I have never fell so many times on the ice rink in one day. I am still sore from my falls even as I am writing this.

After all my rantings above, I just think that instructors played a huge role. I think my new instructor is crushing my love for ice-skating into frustrations. The lessons doesn't come cheap either and I paid for these lessons (10 sessions) with my summer earnings. And right now, I just feel like demanding my money back! (No refunds). I know I'll stick with ice-skating, but I really don't know how I can improve at the current rate.

I've done all the research I can on ice-skating online. I've watched ice-skating events on t.v. I even watched others skate in the skating rink to see how I could improve, but it's not the same if I don't get the necessary pointers on the ice! I don't think it's entirely my new instructor's fault; he does have a whole group to work with and it's hard for him to give some individual attention, but where does that leave me and the others!?!?!

Tuesday, January 01, 2002

Happy New Year!

It's another new year and plenty of people are making new year resolutions. I never really believed in making resolutions, because I probably won't keep them anyway.
That doesn't mean that I won't work to change some things in this coming year.

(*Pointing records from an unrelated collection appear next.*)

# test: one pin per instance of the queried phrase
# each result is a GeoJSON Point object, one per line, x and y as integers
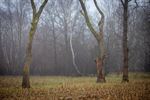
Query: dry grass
{"type": "Point", "coordinates": [76, 88]}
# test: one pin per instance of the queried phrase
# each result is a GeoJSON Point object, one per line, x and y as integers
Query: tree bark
{"type": "Point", "coordinates": [99, 37]}
{"type": "Point", "coordinates": [125, 41]}
{"type": "Point", "coordinates": [28, 58]}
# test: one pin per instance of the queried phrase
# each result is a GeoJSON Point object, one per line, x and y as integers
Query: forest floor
{"type": "Point", "coordinates": [76, 88]}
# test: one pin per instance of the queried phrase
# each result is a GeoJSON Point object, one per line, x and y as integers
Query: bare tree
{"type": "Point", "coordinates": [99, 37]}
{"type": "Point", "coordinates": [28, 59]}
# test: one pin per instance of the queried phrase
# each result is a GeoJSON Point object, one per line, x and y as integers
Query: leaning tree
{"type": "Point", "coordinates": [28, 59]}
{"type": "Point", "coordinates": [99, 37]}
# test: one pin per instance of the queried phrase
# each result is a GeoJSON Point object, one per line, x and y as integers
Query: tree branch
{"type": "Point", "coordinates": [122, 3]}
{"type": "Point", "coordinates": [101, 22]}
{"type": "Point", "coordinates": [33, 7]}
{"type": "Point", "coordinates": [84, 13]}
{"type": "Point", "coordinates": [102, 14]}
{"type": "Point", "coordinates": [42, 7]}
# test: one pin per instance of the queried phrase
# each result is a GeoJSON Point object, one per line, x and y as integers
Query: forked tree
{"type": "Point", "coordinates": [28, 59]}
{"type": "Point", "coordinates": [99, 37]}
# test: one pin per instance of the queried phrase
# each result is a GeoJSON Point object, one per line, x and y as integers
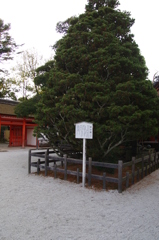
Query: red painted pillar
{"type": "Point", "coordinates": [11, 136]}
{"type": "Point", "coordinates": [23, 133]}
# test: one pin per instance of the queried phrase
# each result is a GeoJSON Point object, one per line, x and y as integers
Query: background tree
{"type": "Point", "coordinates": [28, 106]}
{"type": "Point", "coordinates": [8, 47]}
{"type": "Point", "coordinates": [98, 76]}
{"type": "Point", "coordinates": [25, 72]}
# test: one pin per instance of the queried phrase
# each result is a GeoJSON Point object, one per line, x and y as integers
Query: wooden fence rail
{"type": "Point", "coordinates": [138, 168]}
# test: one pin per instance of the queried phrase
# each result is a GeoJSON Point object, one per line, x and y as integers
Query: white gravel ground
{"type": "Point", "coordinates": [43, 208]}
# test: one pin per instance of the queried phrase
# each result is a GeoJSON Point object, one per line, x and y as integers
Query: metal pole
{"type": "Point", "coordinates": [84, 163]}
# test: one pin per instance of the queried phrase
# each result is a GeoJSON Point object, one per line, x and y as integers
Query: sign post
{"type": "Point", "coordinates": [84, 130]}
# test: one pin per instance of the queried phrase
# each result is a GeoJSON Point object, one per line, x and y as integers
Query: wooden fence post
{"type": "Point", "coordinates": [55, 171]}
{"type": "Point", "coordinates": [89, 171]}
{"type": "Point", "coordinates": [65, 167]}
{"type": "Point", "coordinates": [104, 181]}
{"type": "Point", "coordinates": [149, 163]}
{"type": "Point", "coordinates": [155, 161]}
{"type": "Point", "coordinates": [127, 179]}
{"type": "Point", "coordinates": [137, 174]}
{"type": "Point", "coordinates": [46, 163]}
{"type": "Point", "coordinates": [142, 171]}
{"type": "Point", "coordinates": [133, 169]}
{"type": "Point", "coordinates": [29, 161]}
{"type": "Point", "coordinates": [38, 168]}
{"type": "Point", "coordinates": [77, 175]}
{"type": "Point", "coordinates": [120, 169]}
{"type": "Point", "coordinates": [48, 157]}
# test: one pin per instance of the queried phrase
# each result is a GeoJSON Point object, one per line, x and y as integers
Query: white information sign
{"type": "Point", "coordinates": [84, 130]}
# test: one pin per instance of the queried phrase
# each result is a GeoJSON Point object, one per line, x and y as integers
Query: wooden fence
{"type": "Point", "coordinates": [138, 168]}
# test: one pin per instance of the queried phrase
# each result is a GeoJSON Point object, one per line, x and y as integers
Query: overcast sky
{"type": "Point", "coordinates": [33, 22]}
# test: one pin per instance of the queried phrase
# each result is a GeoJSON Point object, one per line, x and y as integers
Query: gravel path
{"type": "Point", "coordinates": [43, 208]}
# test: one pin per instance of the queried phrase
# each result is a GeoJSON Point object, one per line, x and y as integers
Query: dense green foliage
{"type": "Point", "coordinates": [7, 48]}
{"type": "Point", "coordinates": [98, 76]}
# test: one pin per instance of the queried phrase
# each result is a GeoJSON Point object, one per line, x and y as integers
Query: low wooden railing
{"type": "Point", "coordinates": [138, 168]}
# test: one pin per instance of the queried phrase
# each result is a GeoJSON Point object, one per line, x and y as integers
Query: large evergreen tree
{"type": "Point", "coordinates": [98, 76]}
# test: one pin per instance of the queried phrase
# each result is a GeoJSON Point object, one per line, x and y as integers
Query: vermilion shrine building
{"type": "Point", "coordinates": [21, 129]}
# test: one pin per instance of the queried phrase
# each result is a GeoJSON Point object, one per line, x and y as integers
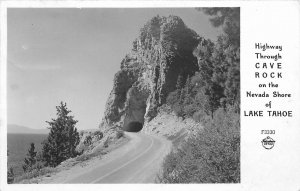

For one, I am going to try to stay away from the computer as much as possible. I don't know if I am the only one who does this, but I think I have spent far too much time on the AIM in the past. I think I also spent too much time reading people's blogs. However interesting as they may be, I need to spend more time to live my life, to share my time with people I care about, instead of sitting in front of my computer reading about the lives of others. I want to spend more time getting to know people better. That doesn't mean I am going to stop reading other blogs altogether; it's just that I am going to read them on a less frequent basis. On the same note, I am (of course) going to update my blog, but only periodically.

I've actually started staying more away from the computer since the start of finals in December. For those who I can't keep in touch unless via e-mail or AIM, the Internet is a great mode of communication. For those people who lived closer to me, however, I'd much rather hang out in person. I am going to hang out and spend more time with friends as well.

Unlike most years, I've decided not to work this winter break and instead to spend some quality time with my family. In addition to my ice-skating lessons every weekend, I've played video games, darts, and went ice-skating with my brother and sister during open rink hours. (I am only starting to learn how to ice-skate backwards, if you have any tips or advice, do share!) :)

I've also gotten my semester grades; most were better than I had expected. I am still waiting for a grade from a class which I received an "incomplete". I was incredibly surprised when I first saw the "I" while checking my grades online; I thought there must be a mistake! I e-mailed the professor and it turned out that she misplaced my final exam and term paper. How likely is that, really?